New South Wales recorded 633 new locally acquired Covid-19 cases in the 24 hours to 8pm yesterday.
It is the largest daily total every recorded in the state.
NSW Premier Gladys Berejiklian confirmed three people with Covid-19 have died.
A man in his 60s from south-western Sydney died after being infected with Covid-19 at Liverpool Hospital. He is the ninth death linked to that outbreak.
Two men, both from Western Sydney and in their 70s, died at Nepean Hospital.
There have now been 60 deaths linked to the Delta outbreak that began in June, and 116 in NSW since the start of the pandemic.
"What the data is telling us in the last few days is that we haven't seen the worst of it," Berejiklian said.
"And the way that we stop this is by everybody staying at home."
Of the new cases, 224 are from the South Western Sydney Local Health District (LHD), 216 are from Western Sydney LHD, 54 are from Nepean Blue Mountains LHD and 52 are from Sydney LHD.
The virus continued to spread through regional areas, with new infections identified in Dubbo and several surrounding towns, the Hunter New England LHD and Broken Hill.
The premier said there was particular concern about the virus spreading in the Sydney suburbs of Merrylands, Guildford, Auburn, Greenacre, St Marys and Strathfield.
"We obviously remain concerned about western New South Wales, especially in our remote Indigenous communities and we just are calling out anybody who was in Wilcannia in the last little while needs to come forward and get tested," she said.
NSW chief health officer Kerry Chant said the data showed that each person infected was passing on the virus to more than one person.
"I can't express enough my level of concern at these rising numbers of cases," she said.
There are 462 people with Covid-19 in NSW hospitals, 77 of them are in intensive care with 25 of those on ventilators.
Chant said those in hospital included patients in their teens up to those in their 80s.
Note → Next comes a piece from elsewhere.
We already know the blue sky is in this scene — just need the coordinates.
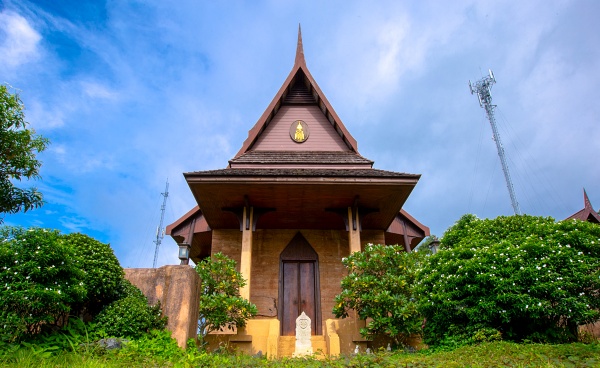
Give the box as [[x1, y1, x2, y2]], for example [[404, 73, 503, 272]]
[[0, 0, 600, 267]]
"We know that for every one of those individuals in ICU, particularly those in the older age groups, they have a real and material risk of death.
"We will see more admissions and more deaths if these numbers continue to increase."
There were 94 cases were in isolation throughout their infectious period and 30 were in isolation for part of their infectious period.
Sixty-two cases were infectious in the community, and the isolation status of 447 cases remains under investigation.
Police found at least 400 examples yesterday of people who had left their homes while they were supposed to be isolating.
One man was given a $AU5000 fine after telling police he was putting the bins out, but had in fact left his property.
"Imagine if out of those hundreds and hundreds of people doing the wrong thing, a couple have a virus and going around the community spreading it, that sets all of us back," Berejiklian said.
Police issued 736 penalty infringement notices yesterday to people breaching the public health orders.
There were just under 103,000 tests taken in the reporting period.